Já Uma canção pra você (Jaqueta amarela) (Assucena, 2015), embora remetesse ao angustiado universo poético do álbum de 1971, soou como anticlímax no fecho do bis iniciado com abordagem de Baby (Caetano Veloso, 1968) em voz e violão, feita antes do rock Dê um rolê (Moraes Moreira e Luiz Galvão, 1971), momento catártico do show.
Entre a abertura e o bis, Assucena deu o devido tom melancólico ao samba-canção Antonico (Ismael Silva, 1950), reviveu o refrão de Charles Anjo 45 (Jorge Ben Jor, 1969) antes de Como 2 e 2 (Caetano Veloso, 1971) – tal como Gal fazia no show – e fez Coração vagabundo (Caetano Veloso, 1967) bater com a intensidade amorosa recorrente na apresentação.
Se a cantora excluiu Falsa baiana (Geraldo Pereira, 1944) do roteiro, por ainda estar insegura com o canto do samba (“Mas já estou ensaiando”, avisou), Assucena incluiu outro samba cantado por Gal no show, Para um amor no Recife (Paulinho da Viola, 1971), mas excluído do disco lançado em dezembro de 1971. Nesse número, a cantora simulou batucar o violão cenográfico portado em cena com charme.
Após se distanciar do trio elétrico, ralentando a marcha-frevo Chuva, suor e cerveja (Caetano Veloso, 1971), Assucena recitou o poema Clandestino (Waly Salomão, 1998) e alçou o voo mais alto do show ao cantar Mal secreto (Jards Macalé e Waly Salomão, 1971) de forma exuberante, inicialmente a capella e depois com a banda em pegada de blues.
O trio, aliás, contribuiu para ambientar o repertório do álbum de 1971 em atmosfera moderna que, sem procurar reproduzir os arranjos do show original, conseguiu se conectar com a contemporaneidade atemporal de Fa-Tal sem jamais cair na imitação ou na caricatura.

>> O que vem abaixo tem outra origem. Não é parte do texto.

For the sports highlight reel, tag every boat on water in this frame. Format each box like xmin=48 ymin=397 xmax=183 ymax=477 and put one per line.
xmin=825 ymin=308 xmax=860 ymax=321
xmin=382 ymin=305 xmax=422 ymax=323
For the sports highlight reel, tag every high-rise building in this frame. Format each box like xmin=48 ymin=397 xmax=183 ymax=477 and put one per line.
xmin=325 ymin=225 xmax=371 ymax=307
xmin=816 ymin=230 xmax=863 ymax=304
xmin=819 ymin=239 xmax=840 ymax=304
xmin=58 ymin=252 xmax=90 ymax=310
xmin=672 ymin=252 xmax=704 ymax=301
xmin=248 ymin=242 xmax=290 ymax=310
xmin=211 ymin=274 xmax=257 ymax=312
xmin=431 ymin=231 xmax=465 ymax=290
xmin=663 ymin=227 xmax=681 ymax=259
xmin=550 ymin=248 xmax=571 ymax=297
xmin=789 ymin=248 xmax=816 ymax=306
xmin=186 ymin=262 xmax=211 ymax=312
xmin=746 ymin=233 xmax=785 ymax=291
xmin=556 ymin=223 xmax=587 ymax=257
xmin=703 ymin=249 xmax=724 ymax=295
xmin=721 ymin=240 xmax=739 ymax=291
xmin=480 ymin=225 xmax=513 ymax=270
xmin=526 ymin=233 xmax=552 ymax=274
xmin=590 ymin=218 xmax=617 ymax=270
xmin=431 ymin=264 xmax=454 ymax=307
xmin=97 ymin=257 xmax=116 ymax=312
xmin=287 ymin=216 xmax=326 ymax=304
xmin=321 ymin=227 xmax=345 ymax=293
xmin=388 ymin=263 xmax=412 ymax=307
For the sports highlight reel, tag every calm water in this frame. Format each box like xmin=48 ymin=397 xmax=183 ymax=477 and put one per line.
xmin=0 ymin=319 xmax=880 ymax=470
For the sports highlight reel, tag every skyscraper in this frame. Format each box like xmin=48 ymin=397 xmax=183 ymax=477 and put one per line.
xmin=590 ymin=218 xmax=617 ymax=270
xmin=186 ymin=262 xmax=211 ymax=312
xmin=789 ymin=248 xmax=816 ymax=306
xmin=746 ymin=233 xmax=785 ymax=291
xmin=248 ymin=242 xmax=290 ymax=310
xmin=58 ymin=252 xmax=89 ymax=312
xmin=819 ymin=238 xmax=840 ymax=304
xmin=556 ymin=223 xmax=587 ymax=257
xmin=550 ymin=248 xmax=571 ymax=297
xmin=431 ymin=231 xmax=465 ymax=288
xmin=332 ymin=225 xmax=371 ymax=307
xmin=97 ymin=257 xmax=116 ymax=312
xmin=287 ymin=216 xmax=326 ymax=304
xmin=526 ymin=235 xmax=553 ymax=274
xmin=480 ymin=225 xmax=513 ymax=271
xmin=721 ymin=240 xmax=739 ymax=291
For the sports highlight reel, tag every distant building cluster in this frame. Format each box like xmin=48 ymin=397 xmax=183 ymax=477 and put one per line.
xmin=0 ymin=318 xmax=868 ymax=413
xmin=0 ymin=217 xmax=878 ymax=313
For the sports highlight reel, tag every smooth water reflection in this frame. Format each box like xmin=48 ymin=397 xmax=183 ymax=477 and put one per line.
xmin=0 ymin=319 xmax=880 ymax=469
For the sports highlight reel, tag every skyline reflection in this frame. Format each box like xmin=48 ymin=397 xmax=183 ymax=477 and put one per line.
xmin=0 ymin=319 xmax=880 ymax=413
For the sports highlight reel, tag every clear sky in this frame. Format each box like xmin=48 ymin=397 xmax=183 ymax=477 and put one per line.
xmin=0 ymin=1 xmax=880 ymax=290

O voo de Assum preto (Luiz Gonzaga e Humberto Teixeira, 1950) foi feito na mesma altitude de Mal secreto, com Assucena expondo a dor e emulando o canto dilacerado do pássaro cego que anseia por liberdade.
Facho de luz na escuridão do Brasil de 1971, o show Fa-Tal – Gal a todo vapor reluz sob outro prisma na visão de Assucena. Ao pegar aquele velho navio, por vezes fazendo a Bethânia para celebrar Gal Costa, a cantora baiana soube se desviar das águas de um passado que não volta mais, mas que permanece vivo no canto matricial e inigualável de Maria da Graça Costa Penna Burgos.